Gemma Tramullas
Periodista
Quedamos frente al nuevo Café de la Pedrera. «Me reconocerá enseguida -dice-. Voy a ser el único pingüino a esa altura del paseo de Gràcia». Efectivamente, el día de la cita este asesor financiero de la consultora BDO es el único asiático con traje oscuro y corbata a la vista.
Información publicada en la página 44 de la sección de Contraportada de la edición impresa del día 04 de agosto de 2012 VER ARCHIVO (.PDF)
-¿A qué se dedica exactamente?
-Asesoro a mi cliente -una pyme, un grupo multinacional o una entidad financiera acreedora- en el proceso de una reestructuración financiera a través de la preparación de informes económico-financieros basados en una revisión independiente del negocio afectado.
-¡Qué miedo dan los hombres de traje oscuro!
-Llevar traje y corbata está mal visto desde hace tiempo. Antes estaba en el sector de compraventa de compañías y algún vendedor nos había pedido muy discretamente a los consultores que fuéramos sin corbata.
-Se mueve entre banqueros, consejeros delegados, altos ejecutivos y jefazos varios. Fuera de ese ambiente, ¿entiende que les miren mal?
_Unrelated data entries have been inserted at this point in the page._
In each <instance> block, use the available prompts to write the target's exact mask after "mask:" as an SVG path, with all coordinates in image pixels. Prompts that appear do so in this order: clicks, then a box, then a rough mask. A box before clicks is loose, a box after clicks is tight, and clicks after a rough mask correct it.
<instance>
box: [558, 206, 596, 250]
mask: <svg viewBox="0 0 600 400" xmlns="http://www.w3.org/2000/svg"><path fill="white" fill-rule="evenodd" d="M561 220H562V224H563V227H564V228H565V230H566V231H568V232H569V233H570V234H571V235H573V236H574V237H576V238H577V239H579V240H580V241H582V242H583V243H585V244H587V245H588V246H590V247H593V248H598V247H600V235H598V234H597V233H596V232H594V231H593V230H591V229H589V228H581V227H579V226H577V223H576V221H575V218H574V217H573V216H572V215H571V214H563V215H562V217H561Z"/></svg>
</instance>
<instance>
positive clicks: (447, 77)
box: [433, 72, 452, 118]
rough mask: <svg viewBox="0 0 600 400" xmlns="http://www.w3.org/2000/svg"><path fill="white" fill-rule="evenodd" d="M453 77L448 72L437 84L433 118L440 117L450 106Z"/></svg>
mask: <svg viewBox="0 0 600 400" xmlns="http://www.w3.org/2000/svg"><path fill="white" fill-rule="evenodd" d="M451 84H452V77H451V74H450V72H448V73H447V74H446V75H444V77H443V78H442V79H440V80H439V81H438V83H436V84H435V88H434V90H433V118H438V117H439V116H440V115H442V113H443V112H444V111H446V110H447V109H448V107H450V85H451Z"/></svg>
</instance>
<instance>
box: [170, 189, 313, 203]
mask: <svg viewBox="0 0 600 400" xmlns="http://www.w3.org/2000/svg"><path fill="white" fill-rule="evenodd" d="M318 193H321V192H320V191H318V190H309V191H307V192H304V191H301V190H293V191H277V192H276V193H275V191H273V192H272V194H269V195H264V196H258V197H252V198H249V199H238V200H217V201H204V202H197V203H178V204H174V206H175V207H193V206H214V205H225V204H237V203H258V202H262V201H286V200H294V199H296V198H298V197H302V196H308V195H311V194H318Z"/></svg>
-Esta tarde tengo que ir a Sant Boi de Llobregat y sé que la gente me mirará diciendo: «¿Y este qué quiere? Seguro que es un auditor que viene a imponer medidas». Me preocupa lo que veo. No entiendo cómo en Barcelona se mantiene este nivel de vida con lo poco que cobra la mayoría de la gente. Y no hablo de los ejecutivos, porque aquí ganan igual o más que en París. El contraste entre categorías sociales es brutal.
-Cuando llegó a Barcelona hace ocho años, ¿qué le chocó más?
-La cultura de los jóvenes, que vivían en casa de los papis hasta los 30 años pero tenían coche, y no uno de segunda mano, ¡uno nuevo! Respeto mucho esta cultura, pero al español le gusta mostrar riqueza, la tenga o no, y en este sentido creo que Rajoy tiene razón: mucha gente ha vivido por encima de sus posiblidades.
-Es lo que promovían los políticos y facilitaban los bancos.
-Lo comentamos a menudo entre nosotros: «¿De quién es la culpa?» Es cierto que esto era posible porque el banco te dejaba el dinero, pero también es una cuestión cultural. Mire el parque automovilístico español...
-Barcelona está llena de cochazos.
-En cambio, en Toulouse o Burdeos hay muy pocos coches nuevos en la calle. ¿Cómo es posible si el sueldo mínimo de un español es menos de la mitad que el de un francés?
-En Francia conducen Renault 5 que aquí tiraríamos al desguace.
-Allí el día a día es más humilde y conservador. Aquí da vergüenza llevar un viejo R5, la gente se reiría.
-¿Qué coche tiene usted?
-El año pasado me compré un coche alemán de segunda mano. ¡Fue una buena oportunidad!
-Sus padres son vietnamitas, nació y se educó en Francia, estudió en Estados Unidos y Japón y hace ocho años que vive en Barcelona. ¿De dónde es usted?
-Si voy a París me hablan en inglés porque me toman por turista; en Vietnam me ponen en la fila de los extranjeros, aunque tenga pinta de vietnamita, hable vietnamita y haya ido a la pagoda todos los fines de semana de mi vida; aquí no soy ni catalán ni español y puedo ser vietnamita o francés, según convenga. No me siento de ninguna parte. Mi padre me decía que, en una entrevista de trabajo, siempre le darían preferencia a una persona local y que yo siempre tendría que demostrar un plus.
-¿Y cuál es su plus?
-Según mi entorno, es saber escuchar; o mejor, entender lo que piensa la gente. En los negocios, es mejor callar que hablar demasiado.
-Los negocios no tienen fronteras. ¿Ser guiri ayuda?
-Es una ventaja, porque no hay muchos Tran por aquí. A veces mi origen sirve para romper el hielo. Detrás de cada jefazo hay un ser humano y sienten mucha curiosidad: «Mira, un chino financiero», dice la gente cuando me ve.
-¿Un chino financiero?
SEnDLlevo ocho años en Catalunya y nunca he visto a otro asiático financiero. ¿Curioso, no? En París o en Nueva York hay un mogollón, pero aquí la gente ve un asiático y automáticamente piensa que es un chino que tiene un restaurante o un bazar.
-¿Cómo lleva el catalán?
-Estoy casado con una catalana y tenemos dos hijos. Lo entiendo y lo puedo hablar, pero no me esfuerzo porque no es fundamental para trabajar. Le tengo un respeto tremendo, pero, antes de aprender catalán a fondo, mejor estudio japonés.